Comment author: Luke_A_Somers 27 June 2013 10:34:38AM *  2 points [-]

I suspect that an AI fighting a war against an AI is unlikely to be leisurely enough that one would take time to simulate, in detail, my breakfast. Even if I do happen to also be reading LW.

Maybe you folks closer to AI development couldn't rely on that, but way out here, I think I'm pretty safe.

Comment author: Armok_GoB 29 June 2013 09:07:53PM 1 point [-]

1: Make sure the AI originating from HERE is friendly. otherwise nothing.

2: Stop trying to make the AI that'd not have any real influence anyway, instead focusing on hedonism and/or becoming a Buddhist monk.

3: [REDACTED BECAUSE ROKOS BASILISK]

4a: What I would probably do is fall to the temptation to self modify, and end up as UFAI myself. 4b: what I should do is hand it over to people way smarter than me, like Eliezer, and/or/at least debate it a lot and require multiple people agreeing and vetting code very carefully, resulting in an answer I couldn't get for just this post.

Comment author: Decius 25 June 2013 06:58:46AM *  1 point [-]

One could of course simply stop simulating people accurately enough for them to become 'real' when they would otherwise undergo suffering. You could even put them back into the simulation afterwards.

Alternately, one could use a memory hacking tool and maximize the happiness value of a large number of simulated people, possibly without changing their behavior at all.

And to your last question: I would try to cause the universe-as-it-is-known to become a self-modifying general intelligence in the 'real' (or simulated-1) world.

Comment author: pinyaka 27 June 2013 03:26:38PM 0 points [-]

Assume for a moment that you're in the original, real (to whatever degree that word has meaning) universe, and you're considering the vast numbers of copies of yourself that are going to be instantiated over future eons.

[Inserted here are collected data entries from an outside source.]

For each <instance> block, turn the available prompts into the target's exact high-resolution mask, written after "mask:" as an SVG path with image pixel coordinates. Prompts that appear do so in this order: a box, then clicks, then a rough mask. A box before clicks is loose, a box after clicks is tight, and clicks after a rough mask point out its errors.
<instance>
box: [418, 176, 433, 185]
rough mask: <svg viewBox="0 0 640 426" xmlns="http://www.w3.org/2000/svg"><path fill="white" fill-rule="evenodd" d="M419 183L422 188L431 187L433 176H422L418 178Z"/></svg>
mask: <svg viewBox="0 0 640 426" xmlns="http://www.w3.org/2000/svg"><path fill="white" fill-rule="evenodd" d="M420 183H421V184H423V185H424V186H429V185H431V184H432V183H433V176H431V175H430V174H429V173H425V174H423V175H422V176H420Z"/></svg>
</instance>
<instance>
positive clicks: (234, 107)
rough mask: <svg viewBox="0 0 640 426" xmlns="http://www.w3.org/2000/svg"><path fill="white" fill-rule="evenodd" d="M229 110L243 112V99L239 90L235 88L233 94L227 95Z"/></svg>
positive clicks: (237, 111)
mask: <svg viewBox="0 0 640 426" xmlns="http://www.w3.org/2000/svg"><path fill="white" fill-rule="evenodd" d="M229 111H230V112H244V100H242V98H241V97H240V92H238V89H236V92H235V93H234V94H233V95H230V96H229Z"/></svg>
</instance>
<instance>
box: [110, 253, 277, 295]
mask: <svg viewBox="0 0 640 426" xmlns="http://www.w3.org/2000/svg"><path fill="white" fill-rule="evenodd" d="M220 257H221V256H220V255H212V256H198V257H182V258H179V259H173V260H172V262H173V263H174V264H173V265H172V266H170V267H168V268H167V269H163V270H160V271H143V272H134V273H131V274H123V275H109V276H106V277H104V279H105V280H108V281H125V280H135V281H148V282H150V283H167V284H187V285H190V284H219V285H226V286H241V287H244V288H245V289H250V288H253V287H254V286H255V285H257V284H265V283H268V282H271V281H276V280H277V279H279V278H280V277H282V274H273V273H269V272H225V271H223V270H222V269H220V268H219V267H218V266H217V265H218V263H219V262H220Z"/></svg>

Is there anything that the original you can do, think, or be which could improve your future copies' lives? Eg, is there some pre-commitment you could make, privately or publicly?

I suppose I'd figure out how much variation from my current self I could incorporate into an instance and still consider it to be a reasonable copy of me. Then I might try to instantiate everything in that range and see what works best for whatever definition of best.